I have some code as shown below, but the timezone %Z is returning: 01:04:48 GMT Daylight Time

I need it return: 01:04:48 GMT

import time

timenew = time.strftime('%H:%M:%S %Z')
print timenew

Anyone have any idea how I can fix/do this?

Was it helpful?

Solution

Lazy way:

time.strftime('%H:%M:%S %Z')[:13]

OTHER TIPS

The problem is that %Z isn't documented to give you any specific format at all; it just gives you:

Time zone name (no characters if no time zone exists).

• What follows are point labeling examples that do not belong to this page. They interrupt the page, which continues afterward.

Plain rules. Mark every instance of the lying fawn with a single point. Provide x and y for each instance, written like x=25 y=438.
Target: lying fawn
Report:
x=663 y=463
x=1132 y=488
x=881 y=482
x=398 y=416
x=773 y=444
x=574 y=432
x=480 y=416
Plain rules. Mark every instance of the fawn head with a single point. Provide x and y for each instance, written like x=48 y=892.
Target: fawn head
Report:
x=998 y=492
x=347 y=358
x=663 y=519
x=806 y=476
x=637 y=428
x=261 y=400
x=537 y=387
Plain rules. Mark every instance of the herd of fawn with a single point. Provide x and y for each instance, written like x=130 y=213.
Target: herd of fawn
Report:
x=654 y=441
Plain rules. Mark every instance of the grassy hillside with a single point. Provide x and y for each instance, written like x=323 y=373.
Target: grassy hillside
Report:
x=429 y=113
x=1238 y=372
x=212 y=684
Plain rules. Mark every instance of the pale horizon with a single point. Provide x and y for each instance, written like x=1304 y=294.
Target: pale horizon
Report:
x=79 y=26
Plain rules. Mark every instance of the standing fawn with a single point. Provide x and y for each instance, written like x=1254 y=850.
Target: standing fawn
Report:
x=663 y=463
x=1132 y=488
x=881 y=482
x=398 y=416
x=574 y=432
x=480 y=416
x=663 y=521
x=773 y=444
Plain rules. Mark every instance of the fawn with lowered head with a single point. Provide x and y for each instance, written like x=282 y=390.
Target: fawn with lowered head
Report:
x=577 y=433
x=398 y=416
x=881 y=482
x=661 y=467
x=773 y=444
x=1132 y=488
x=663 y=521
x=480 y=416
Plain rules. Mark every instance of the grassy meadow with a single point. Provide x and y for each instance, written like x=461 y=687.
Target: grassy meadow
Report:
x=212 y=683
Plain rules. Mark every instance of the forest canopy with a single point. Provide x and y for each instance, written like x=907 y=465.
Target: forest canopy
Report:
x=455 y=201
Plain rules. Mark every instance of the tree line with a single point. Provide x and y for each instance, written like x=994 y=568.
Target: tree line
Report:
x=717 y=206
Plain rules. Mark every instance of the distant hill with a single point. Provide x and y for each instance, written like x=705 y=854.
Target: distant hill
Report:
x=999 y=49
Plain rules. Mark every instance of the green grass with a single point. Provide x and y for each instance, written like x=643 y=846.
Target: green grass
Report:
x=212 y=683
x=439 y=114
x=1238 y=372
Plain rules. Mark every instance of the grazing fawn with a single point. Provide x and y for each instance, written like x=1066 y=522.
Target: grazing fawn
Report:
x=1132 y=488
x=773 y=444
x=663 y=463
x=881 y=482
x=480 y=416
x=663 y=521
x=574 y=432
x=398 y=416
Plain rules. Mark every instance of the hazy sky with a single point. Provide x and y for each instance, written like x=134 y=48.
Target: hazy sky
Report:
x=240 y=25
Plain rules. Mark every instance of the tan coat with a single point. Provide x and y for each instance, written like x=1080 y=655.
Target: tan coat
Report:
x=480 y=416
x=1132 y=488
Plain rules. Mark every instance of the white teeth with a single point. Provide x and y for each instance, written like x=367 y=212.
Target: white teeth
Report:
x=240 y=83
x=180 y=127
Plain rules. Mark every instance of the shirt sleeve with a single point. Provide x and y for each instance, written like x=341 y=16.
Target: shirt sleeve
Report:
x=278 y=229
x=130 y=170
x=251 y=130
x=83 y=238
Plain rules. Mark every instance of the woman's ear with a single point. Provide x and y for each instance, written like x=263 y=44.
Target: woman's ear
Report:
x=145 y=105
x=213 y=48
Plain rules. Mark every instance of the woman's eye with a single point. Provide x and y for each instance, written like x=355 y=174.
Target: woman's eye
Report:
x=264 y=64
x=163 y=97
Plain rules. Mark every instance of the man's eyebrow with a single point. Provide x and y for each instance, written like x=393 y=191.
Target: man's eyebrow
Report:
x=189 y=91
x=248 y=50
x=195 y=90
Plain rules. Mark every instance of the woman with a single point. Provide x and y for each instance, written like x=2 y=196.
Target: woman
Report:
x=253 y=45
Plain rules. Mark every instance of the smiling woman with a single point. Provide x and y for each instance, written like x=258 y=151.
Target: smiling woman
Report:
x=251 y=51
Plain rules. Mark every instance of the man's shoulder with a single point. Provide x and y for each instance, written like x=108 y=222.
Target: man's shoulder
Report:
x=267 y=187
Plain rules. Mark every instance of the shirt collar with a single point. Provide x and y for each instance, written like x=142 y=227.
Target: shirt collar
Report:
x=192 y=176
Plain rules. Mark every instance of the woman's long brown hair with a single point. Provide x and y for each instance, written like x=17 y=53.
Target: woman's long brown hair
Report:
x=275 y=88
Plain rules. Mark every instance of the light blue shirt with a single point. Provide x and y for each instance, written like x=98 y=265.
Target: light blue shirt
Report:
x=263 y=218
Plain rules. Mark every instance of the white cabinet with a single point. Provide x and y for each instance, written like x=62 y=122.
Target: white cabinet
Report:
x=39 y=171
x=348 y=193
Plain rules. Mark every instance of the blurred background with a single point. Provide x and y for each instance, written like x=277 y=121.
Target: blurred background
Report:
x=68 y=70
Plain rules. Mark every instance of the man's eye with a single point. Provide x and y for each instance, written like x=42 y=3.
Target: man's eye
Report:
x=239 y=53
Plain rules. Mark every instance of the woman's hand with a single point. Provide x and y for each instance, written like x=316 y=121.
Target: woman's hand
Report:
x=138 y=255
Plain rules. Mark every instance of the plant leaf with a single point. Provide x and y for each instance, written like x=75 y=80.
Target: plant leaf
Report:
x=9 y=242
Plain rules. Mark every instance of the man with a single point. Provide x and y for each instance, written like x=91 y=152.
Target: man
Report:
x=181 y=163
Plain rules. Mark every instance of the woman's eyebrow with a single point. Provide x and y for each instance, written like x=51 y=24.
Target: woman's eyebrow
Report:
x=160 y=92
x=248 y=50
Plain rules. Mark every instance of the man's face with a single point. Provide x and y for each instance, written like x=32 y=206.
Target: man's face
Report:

With CPython 2.7 or 3.3 on POSIX platforms, it will usually give you something in the format EST/EDT for the major US timezones, but it may give you something in the format GMT/GMT Daylight Time (or British Summer Time or GMT Summer Time) for the major EU timezones, but that isn't guaranteed anywhere at all, and what you get elsewhere is hard to predict.

So, if you only care about your specific platform, and only about the major US and EU timezones, and you know that it's giving you GMT Daylight Time (rather than, say, British Summer Time, which you presumably don't want to truncate to Bri), you can do something like this:

tz = time.strftime('%Z')[:3]
if tz.endswith('DT'): tz = tz[0] + 'ST'
timenow = time.strftime(''%H:%M:%S ') + tz

If you look at the source, you can see that time.strftime ultimately just calls your platform's strftime. On POSIX platforms, the standard defines %Z as:

Replaced by the timezone name or abbreviation, or by no bytes if no timezone information exists. [tm_isdst]

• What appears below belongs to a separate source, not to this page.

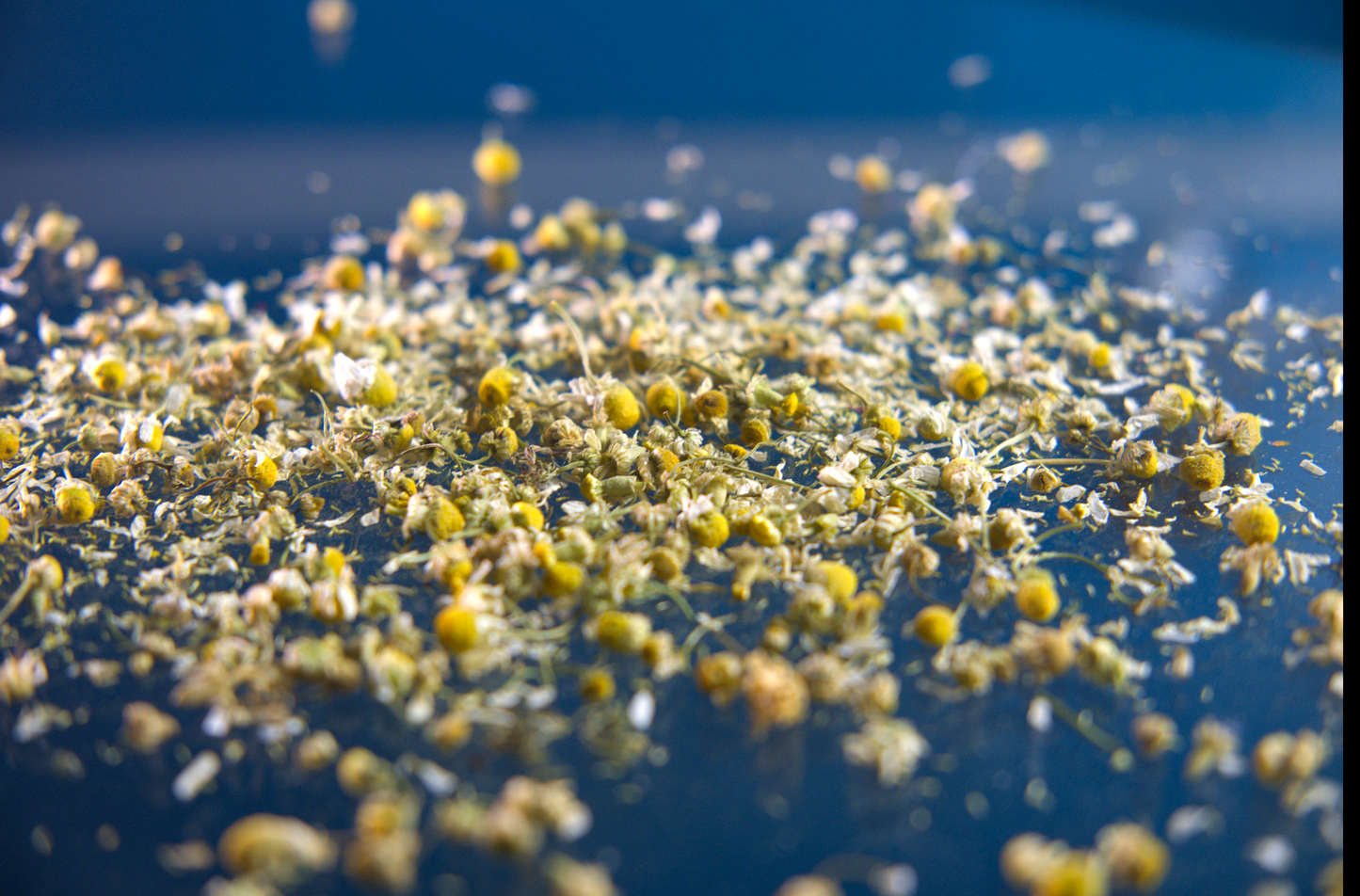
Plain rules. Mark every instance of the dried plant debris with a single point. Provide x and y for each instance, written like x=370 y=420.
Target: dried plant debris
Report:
x=517 y=491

Although it isn't stated very clearly on that page, ultimately, what you get is the value of the extern variable tzname[0] or tzname[1] depending on isdst, and Python exposes tzset, so you can do something like this:

os.environ['TZ'] = 'GMT'
time.tzset()

And now, '%Z' is guaranteed to return GMT. Or you can leave Daylight/Summer Time support in, but just give both the same name:

os.environ['TZ'] = 'GMT+00GMT'

Or, ideally, you can feed in the right DST rules for the active timezone, just replacing the name.

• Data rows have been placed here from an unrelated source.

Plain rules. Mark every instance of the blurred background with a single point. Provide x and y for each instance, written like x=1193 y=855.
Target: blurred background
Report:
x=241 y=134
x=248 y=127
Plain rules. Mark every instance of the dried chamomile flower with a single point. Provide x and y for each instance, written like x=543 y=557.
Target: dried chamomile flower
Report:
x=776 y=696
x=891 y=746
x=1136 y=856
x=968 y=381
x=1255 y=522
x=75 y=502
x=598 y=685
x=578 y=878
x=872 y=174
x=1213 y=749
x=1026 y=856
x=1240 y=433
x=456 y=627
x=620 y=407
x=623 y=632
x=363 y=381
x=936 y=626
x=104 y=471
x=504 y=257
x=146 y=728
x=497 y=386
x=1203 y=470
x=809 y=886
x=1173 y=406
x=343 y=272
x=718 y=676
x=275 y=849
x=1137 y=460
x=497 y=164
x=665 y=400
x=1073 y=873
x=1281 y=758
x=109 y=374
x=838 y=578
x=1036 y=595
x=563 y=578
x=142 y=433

You can force it to GMT using the gmtime:

In [11]: time.strftime('%H:%M:%S %z', time.gmtime())
Out[11]: '00:13:17 +0000'

However, it's now 00:13 GMT (rather than 1:13 DST).

GMT does not adjust for daylight savings time. You can hear it from the horse's mouth on this web site. "%Z" just means:

Time zone name (no characters if no time zone exists).

So you can just strip off the string.